Violation of German assurances given on 28 April 1939 and 26 August 1939 to respect the neutrality and territorial inviolability of Luxembourg.

Particulars:

In that Germany, without warning, and without recourse to peaceful means of settling any considered differences, did, on or about 10 May 1940, with a military force and in violation of the solemn assurances, invade, occupy, and absorb into Germany the sovereign territory of Luxembourg.

XXIV. Charge:

Violation of the Treaty of Non-Aggression between Germany and Denmark signed at Berlin 31 May 1939.

Particulars:

In that Germany without prior warning, did, on. or about 9 April 1940, with its military forces, attack, invade, and commit other acts of aggression against the Kingdom of Denmark.

XXV. Charge:

Violation of Treaty of Non-Aggression entered into between Germany and U.S.S.R. on 23 August 1939.

Particulars:

(1) In that Germany did, on or about 22 June 1941, employ military forces to attack and commit acts of aggression against the U.S.S.R.
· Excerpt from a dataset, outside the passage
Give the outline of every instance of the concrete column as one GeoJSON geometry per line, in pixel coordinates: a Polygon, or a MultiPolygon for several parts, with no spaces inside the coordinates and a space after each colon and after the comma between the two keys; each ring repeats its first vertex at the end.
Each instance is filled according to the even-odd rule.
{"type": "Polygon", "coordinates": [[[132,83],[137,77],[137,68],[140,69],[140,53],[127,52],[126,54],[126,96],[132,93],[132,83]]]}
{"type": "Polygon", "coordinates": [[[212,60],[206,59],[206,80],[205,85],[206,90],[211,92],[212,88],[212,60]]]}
(2) In that Germany without warning or recourse to a friendly exchange of views or arbitration did, on or about 22 June 1941, employ military forces to attack and commit acts of aggression against the U.S.S.R.

XXVI. Charge:

Violation of German assurance given on 6 October 1939 to respect the neutrality and territorial integrity of Yugoslavia.

Particulars:

In that Germany without prior warning did, on or about 6 April 1941, with its military forces attack, invade and commit other acts of aggression against the Kingdom of Yugoslavia.

THE PRESIDENT: The Tribunal will now adjourn until 10 o'clock tomorrow morning.

[The Tribunal adjourned until 21 November 1945 at 1000 hours.]